Thursday, September 3, 2009

Pit Bull Eats Infants Toes


The grandmother of an infant whose toes were bitten off by a pit bull Monday is defending the child’s parents who were charged with child abuse.

She says it could have happened to anyone.

“My daughter loved her children and would do any thing for them,” Belinda Baker said of Robbie Lynn Jenkins, 20, who along with the child’s father, Tremayne Jerel Spillman, 23, remain in the Onslow County Jail charged with negligent child abuse resulting in serious physical injury and contributing to the delinquency of a minor.

Jenkins bond was set at $50,000 and Spillman’s bond is $57,500, because he was also served with outstanding 2006 warrants for attempted breaking and entering.

The child, 4-month-old Tremayne Jerel Spillman Jr., remains in stable condition at Pitt Memorial Hospital. Baker is upset that she has not been allowed to visit him.

“I haven’t been charged with anything,” she said. “I have not been arrested. Why can’t I see my grandchild?”

The 12-week-old pit bull puppy had to be euthanized so a rabies test, which requires a brain sample, could be performed. The test came back negative, Onslow County Animal Control officials said Wednesday.

Baker said the puppy is at the heart of her daughter’s legal troubles because the Onslow County Sheriff’s Department only arrested her because of whom the puppy belonged to.

Jenkins and Spillman were watching the dog for a neighbor, Aaron Watkins, 36, who was in the Onslow County Jail under a $7,500 bond at the time after being charged with possession of a firearm by a felon, discharging a firearm and possession of marijuana.

Baker said Jenkins and Spillman barely knew Watkins, but Spillman can clearly be heard telling a dispatcher “it’s my buddy’s puppy” while on the phone to 911 Monday morning, according to the emergency recording obtained by The Daily News.

Baker said authorities do not like Watkins so they charged Spillman and her daughter.

She said her daughter was struggling to provide for her three children but was a good parent.

“She did everything she could for them,” she said. “When they lived in Pennsylvania, my daughter would carry her kids on her back in the snow to get them to doctor’s appointments.”

Baker said her daughter is a cancer survivor who is taking Xanex and sleep-aid medications. Neighbors in the Murrill Hill Road mobile home park told reporters earlier in the week that Jenkins had locked the puppy in the bathroom before going to sleep and one of her two other children must have let it out during the night. The infant was on a foldout couch in the living room. The dog nibbled on the child’s left foot until all five toes were gone.

During the hectic Monday morning 911 call, Spillman interrupted a dispatcher trying to explain how to stop the child’s bleeding to tell her “ma’am, we’re not bad parents.”

“I’m about to kill the dog,” Spillman says at one point during the call with the baby crying in the background. The dispatcher discourages him from hurting the animal.

Baker said her daughter was on heavy medication and she had a reason not to wake up when the infant cried out, but she was unsure why Spillman did not respond to the child’s cries.

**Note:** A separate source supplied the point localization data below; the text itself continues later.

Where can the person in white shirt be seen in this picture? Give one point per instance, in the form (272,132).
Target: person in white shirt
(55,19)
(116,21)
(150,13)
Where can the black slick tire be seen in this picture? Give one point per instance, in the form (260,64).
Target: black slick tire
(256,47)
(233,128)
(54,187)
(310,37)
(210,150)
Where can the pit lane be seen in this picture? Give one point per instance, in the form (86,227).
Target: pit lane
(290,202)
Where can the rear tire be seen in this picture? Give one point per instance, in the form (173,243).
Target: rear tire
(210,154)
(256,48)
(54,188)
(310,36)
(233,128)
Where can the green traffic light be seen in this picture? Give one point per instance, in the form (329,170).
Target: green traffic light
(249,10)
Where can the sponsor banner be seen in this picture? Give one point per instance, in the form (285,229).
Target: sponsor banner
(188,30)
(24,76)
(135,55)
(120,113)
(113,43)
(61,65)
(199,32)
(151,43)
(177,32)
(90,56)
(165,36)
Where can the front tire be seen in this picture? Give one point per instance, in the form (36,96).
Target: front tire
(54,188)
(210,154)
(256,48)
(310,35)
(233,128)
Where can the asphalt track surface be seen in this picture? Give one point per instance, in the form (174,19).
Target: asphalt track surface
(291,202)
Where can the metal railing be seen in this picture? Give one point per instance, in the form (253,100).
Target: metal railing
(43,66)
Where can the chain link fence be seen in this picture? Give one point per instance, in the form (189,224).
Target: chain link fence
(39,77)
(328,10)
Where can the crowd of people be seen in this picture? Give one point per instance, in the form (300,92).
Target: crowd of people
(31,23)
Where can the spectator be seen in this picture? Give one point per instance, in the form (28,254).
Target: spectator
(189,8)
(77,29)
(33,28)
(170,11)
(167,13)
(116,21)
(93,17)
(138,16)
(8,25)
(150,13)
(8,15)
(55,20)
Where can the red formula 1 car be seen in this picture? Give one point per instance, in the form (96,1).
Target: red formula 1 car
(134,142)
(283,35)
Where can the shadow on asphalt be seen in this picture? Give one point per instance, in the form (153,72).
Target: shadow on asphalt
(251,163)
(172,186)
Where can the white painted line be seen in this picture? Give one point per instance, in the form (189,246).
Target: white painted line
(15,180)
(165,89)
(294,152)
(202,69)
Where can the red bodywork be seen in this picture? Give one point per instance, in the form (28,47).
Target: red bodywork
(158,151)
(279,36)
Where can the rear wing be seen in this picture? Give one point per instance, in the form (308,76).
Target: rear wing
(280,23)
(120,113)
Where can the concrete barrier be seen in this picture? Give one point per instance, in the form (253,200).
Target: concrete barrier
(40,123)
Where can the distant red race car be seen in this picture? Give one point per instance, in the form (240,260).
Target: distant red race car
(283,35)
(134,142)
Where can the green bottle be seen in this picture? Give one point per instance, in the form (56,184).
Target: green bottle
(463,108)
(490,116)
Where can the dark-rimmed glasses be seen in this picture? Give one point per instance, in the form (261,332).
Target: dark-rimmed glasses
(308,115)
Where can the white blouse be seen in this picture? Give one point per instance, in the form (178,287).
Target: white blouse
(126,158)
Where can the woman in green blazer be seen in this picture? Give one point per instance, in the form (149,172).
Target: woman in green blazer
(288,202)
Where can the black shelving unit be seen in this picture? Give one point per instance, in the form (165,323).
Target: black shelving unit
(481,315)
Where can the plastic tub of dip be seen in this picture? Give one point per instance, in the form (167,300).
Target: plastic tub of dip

Authorities sent Spillman and Jenkins to Onslow Memorial Hospital to have blood samples drawn. Blood tests are often used by law enforcement to determine what types of drugs a person has been taking.

Search warrants for the couple’s Murrill Hill Road home remain sealed.

Jenkins and Spillman went from the hospital to the Sheriff’s Department on Monday, Baker said. They were not on the run like the authorities tried to make it sound, she said.

The entire situation has been made into a spectacle by the media, Baker said, adding that her family was hurt by comments made by readers on local news sites.

For now, Jenkins and Spillman’s other two children are being cared for by one of Jenkins’ sisters.

Spillman and Jenkins are scheduled for a preliminary court hearing Sept. 22.